Dann kommen die Haarnadelkurven. Ohne tatsächlich in die Kurve sehen zu können, fällt es schwer, ihren genauen Verlauf auf dem Bildschirm nachzuvollziehen. Die Erinnerungen an die Kurven aus den Übungsfahrten bei Tageslicht helfen da ein wenig und sobald es wieder auf die Gerade geht, zeigt das Nightvision-System wieder erstaunlich klare Bilder vom Straßenverlauf.

Verschiedene Nachtsicht-Assistenten auf dem Markt

Das Mercedes-System ist nicht das erste Nachtsichtgerät, das in einem Pkw zum Einsatz kommt. Die meisten anderen Systeme greifen auf passive Infrarot-Technologie zurück, bei der aufgrund der größeren Wellenlänge der genutzten Strahlung die Erkennbarkeitsentfernung größer ist als beim aktiven System. Theoretisch können passive Systeme also weiter in die Ferne schauen, aktive sollen dafür eine bessere Bilddarstellung und höheren Kontrast bieten.
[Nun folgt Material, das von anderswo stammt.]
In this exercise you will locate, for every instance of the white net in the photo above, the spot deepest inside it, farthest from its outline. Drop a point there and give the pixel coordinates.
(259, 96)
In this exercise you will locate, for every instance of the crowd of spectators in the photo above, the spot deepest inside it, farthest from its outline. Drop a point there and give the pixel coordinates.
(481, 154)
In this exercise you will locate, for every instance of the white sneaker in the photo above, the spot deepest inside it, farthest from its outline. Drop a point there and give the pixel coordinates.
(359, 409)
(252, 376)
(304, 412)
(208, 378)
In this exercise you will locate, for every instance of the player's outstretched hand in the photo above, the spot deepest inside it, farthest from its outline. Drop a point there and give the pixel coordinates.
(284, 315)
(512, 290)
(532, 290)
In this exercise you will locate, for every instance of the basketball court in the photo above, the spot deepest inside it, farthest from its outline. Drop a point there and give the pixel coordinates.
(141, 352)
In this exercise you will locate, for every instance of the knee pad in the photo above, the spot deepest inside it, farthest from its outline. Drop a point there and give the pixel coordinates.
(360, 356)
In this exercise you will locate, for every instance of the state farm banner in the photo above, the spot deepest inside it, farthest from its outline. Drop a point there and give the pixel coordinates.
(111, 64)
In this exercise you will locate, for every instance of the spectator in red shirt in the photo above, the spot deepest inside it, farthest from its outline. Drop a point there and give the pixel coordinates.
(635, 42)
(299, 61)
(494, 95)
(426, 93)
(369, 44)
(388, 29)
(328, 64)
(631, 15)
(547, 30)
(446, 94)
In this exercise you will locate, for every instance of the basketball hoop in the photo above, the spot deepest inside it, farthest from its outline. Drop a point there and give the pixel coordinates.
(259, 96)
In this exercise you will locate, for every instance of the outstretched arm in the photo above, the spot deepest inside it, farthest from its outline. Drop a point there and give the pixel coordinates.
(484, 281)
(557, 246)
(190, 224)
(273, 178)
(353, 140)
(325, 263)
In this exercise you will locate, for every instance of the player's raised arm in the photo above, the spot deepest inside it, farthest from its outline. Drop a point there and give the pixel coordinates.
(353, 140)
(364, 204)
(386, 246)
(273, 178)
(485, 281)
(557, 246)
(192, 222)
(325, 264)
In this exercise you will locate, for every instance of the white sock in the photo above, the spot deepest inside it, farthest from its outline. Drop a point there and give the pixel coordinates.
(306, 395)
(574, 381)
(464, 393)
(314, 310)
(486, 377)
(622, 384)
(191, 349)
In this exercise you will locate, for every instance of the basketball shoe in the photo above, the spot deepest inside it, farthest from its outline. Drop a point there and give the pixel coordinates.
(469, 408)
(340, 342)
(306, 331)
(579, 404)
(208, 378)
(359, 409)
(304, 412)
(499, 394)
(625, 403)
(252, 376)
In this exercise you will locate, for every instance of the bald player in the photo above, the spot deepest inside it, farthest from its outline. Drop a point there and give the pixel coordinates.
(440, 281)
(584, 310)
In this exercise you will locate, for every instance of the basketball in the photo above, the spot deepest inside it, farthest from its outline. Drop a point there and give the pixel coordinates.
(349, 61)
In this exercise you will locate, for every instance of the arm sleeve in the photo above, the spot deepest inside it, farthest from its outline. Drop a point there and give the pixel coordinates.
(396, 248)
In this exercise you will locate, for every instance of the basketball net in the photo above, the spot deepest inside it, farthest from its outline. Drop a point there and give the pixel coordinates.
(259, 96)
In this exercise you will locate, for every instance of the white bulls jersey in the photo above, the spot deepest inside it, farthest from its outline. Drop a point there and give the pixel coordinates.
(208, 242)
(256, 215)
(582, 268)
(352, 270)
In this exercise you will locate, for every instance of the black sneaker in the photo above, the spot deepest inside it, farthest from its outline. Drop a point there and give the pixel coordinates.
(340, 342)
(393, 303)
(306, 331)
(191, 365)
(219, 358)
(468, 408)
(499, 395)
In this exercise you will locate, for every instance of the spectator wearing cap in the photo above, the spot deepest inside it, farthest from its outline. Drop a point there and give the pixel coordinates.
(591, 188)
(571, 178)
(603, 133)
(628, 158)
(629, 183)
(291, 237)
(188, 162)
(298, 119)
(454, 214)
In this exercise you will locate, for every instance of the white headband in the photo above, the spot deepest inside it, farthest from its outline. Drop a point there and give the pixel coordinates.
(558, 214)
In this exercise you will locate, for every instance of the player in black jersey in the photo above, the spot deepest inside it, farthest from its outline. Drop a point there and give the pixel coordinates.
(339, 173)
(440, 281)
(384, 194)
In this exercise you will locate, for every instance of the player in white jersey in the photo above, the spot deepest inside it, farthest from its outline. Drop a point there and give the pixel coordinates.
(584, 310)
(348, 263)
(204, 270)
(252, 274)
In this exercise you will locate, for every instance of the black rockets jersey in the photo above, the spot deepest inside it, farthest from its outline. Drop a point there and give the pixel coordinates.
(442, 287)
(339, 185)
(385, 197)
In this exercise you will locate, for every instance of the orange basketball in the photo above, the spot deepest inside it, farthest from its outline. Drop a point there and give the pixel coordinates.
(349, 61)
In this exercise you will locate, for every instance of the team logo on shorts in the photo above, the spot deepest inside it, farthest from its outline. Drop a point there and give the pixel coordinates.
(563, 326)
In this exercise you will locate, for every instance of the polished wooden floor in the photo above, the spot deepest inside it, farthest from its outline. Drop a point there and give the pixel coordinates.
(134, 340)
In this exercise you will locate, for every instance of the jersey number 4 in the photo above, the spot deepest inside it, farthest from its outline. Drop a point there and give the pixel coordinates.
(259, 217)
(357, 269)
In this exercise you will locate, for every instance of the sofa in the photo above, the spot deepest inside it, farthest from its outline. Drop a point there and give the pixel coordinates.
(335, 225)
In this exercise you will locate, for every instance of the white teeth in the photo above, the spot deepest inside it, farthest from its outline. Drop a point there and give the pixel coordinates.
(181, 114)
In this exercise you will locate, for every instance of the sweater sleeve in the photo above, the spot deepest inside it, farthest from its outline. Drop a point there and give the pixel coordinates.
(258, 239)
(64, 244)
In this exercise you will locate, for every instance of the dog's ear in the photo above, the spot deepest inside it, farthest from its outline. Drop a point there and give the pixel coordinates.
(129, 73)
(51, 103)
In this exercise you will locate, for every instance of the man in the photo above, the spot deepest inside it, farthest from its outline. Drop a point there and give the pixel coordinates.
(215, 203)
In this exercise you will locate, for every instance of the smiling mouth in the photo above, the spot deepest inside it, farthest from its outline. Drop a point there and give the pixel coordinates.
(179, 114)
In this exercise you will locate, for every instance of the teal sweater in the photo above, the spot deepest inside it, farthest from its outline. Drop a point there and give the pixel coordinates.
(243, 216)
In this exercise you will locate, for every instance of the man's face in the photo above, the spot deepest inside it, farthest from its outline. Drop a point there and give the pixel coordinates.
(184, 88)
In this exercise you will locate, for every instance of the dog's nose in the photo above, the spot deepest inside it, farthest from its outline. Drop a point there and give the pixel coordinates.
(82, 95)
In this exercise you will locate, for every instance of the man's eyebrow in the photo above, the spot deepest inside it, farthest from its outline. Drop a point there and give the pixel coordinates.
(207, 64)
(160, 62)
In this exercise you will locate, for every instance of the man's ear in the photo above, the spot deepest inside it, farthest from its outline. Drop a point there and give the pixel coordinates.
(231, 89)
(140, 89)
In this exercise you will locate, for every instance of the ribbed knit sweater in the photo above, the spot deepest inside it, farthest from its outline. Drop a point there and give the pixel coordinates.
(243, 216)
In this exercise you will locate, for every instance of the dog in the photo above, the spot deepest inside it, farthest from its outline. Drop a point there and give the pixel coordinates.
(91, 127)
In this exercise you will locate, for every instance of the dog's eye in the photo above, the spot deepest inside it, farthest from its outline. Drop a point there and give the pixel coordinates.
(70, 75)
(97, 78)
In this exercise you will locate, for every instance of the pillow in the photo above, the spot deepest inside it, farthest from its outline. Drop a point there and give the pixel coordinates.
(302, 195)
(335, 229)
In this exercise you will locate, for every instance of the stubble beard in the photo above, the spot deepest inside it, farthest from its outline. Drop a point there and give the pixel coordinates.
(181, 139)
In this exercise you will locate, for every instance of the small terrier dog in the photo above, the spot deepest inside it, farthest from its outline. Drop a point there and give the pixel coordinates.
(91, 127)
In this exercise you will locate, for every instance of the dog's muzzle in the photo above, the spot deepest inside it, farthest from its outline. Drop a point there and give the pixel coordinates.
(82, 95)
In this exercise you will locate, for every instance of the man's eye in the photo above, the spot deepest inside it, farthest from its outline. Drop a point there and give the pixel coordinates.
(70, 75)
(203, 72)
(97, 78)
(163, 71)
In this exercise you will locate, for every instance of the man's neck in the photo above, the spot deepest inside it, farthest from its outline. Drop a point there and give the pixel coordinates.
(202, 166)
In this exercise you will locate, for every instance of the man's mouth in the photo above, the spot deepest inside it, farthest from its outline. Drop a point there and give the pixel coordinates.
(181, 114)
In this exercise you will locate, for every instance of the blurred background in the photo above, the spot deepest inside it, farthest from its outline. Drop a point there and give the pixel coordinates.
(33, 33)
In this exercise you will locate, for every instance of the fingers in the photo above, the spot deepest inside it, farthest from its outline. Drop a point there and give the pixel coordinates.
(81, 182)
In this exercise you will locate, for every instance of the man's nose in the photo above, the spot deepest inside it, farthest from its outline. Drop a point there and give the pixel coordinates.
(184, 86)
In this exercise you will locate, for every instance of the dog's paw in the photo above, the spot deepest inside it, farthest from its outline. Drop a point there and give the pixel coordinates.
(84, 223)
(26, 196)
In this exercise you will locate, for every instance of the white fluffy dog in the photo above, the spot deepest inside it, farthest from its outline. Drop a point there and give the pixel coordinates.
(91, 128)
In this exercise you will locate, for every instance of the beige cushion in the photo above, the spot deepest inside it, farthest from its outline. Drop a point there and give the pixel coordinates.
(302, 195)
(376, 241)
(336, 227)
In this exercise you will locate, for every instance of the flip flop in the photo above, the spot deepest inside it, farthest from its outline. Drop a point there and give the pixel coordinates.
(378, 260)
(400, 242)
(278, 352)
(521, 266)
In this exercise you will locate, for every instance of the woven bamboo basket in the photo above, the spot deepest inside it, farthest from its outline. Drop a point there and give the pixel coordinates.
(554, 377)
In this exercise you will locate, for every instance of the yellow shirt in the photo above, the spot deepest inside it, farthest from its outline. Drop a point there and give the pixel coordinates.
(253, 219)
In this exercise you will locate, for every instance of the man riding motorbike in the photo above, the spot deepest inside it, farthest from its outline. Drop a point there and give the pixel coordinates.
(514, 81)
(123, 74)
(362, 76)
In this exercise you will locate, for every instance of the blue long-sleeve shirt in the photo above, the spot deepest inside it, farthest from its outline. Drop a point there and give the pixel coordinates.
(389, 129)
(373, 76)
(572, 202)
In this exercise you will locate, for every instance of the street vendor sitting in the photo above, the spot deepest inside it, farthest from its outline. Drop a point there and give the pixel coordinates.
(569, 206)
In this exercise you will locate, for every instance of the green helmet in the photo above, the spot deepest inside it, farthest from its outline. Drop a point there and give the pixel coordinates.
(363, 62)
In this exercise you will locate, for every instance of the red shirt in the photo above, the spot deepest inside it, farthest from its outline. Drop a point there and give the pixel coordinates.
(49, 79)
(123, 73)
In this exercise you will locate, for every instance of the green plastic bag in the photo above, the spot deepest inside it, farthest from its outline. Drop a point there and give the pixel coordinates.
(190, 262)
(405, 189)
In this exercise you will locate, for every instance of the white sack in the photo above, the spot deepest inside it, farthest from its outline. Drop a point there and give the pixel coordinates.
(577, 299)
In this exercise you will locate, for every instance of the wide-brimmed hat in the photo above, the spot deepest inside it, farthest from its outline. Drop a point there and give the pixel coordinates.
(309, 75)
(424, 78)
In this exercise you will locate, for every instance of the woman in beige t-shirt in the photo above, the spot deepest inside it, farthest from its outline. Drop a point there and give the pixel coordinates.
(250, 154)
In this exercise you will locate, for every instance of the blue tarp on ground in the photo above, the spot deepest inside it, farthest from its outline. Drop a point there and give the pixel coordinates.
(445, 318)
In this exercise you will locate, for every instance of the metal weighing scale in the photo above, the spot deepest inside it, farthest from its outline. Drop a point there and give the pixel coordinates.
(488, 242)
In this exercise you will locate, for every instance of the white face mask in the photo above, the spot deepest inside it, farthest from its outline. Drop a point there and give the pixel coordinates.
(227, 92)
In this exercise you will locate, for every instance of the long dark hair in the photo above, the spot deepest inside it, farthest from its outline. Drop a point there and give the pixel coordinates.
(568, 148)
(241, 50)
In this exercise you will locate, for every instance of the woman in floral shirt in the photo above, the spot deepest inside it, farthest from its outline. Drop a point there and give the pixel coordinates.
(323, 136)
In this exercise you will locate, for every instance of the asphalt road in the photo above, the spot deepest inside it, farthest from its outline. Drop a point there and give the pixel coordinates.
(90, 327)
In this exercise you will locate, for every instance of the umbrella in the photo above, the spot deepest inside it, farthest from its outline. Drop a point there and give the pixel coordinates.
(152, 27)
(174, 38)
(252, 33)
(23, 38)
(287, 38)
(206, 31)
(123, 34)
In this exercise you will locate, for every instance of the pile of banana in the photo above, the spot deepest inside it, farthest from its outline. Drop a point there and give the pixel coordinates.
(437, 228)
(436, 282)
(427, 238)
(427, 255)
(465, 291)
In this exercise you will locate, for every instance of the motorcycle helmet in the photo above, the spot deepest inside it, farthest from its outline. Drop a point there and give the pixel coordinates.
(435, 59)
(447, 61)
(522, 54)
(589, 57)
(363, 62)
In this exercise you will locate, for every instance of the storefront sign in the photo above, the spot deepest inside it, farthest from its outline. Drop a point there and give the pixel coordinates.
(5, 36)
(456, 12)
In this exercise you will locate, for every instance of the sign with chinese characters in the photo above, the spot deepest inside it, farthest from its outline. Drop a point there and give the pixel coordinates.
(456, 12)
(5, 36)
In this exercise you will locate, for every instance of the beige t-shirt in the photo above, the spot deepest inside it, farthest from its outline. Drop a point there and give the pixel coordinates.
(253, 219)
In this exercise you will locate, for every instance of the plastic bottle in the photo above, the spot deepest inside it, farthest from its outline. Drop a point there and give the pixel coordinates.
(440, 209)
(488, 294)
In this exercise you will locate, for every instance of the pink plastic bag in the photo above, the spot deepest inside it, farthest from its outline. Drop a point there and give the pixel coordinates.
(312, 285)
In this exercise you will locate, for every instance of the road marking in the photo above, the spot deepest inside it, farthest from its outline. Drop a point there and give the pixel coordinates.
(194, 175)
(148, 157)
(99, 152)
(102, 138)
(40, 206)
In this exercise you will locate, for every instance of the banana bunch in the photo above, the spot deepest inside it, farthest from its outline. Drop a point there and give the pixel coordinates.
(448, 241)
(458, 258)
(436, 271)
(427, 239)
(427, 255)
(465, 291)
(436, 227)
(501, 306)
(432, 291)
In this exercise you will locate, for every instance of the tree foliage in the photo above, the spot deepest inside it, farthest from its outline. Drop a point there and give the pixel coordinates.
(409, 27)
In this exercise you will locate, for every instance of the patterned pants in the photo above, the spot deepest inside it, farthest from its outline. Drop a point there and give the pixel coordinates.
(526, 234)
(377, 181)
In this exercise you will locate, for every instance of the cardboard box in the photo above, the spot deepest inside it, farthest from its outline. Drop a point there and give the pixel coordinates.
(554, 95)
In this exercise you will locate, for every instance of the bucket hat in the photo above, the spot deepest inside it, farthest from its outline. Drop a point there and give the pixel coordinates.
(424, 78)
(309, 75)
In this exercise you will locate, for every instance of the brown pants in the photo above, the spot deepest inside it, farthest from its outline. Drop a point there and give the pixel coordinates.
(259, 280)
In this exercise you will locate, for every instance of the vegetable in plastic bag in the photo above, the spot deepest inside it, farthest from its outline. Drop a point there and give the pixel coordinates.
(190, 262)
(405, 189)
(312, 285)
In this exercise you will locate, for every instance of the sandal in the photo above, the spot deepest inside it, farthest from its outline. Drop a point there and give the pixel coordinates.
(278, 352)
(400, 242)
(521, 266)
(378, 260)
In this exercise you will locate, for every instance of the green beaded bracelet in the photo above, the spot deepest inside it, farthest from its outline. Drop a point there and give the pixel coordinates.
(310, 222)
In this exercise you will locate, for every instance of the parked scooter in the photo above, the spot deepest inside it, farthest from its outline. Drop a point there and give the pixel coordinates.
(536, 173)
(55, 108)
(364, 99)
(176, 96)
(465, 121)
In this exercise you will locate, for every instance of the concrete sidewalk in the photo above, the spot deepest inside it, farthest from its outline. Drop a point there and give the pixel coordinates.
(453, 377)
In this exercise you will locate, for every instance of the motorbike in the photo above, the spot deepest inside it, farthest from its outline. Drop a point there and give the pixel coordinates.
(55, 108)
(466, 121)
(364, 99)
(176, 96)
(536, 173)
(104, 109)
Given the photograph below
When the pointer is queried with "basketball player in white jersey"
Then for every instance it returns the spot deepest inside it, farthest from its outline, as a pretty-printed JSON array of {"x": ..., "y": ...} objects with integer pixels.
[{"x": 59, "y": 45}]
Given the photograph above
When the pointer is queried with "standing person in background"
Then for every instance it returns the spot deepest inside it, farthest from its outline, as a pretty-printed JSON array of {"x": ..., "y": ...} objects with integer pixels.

Für die Mercedes-Version wurde darüber hinaus ein noch schnellerer Chip entwickelt, der es dem System ermöglichen soll bis zu einer Geschwindigkeit von 250 km/h fehlerfreie Bilder zu liefern.

Ein weiteres Dutzend Kurven später sind schon die Lichter der Touristenläden erkennbar - ein Zeichen dafür, dass wir es tatsächlich bis auf den Gipfel geschafft haben. Das Gefühl hier oben nur mit Hilfe des Nightvision-Systems angekommen zu sein ist grandios - und zeigt auch wie weit uns die Technologie schon voran gebracht hat. Aber eines ist sicher: nach erfolgreichem Abschluss des Tests kommt das Klebeband wieder ab und die beiden Scheinwerfer leuchten in Kombination mit dem Infrarotsystem wieder im alten Glanz - fast so schön wie die Sterne am Himmel.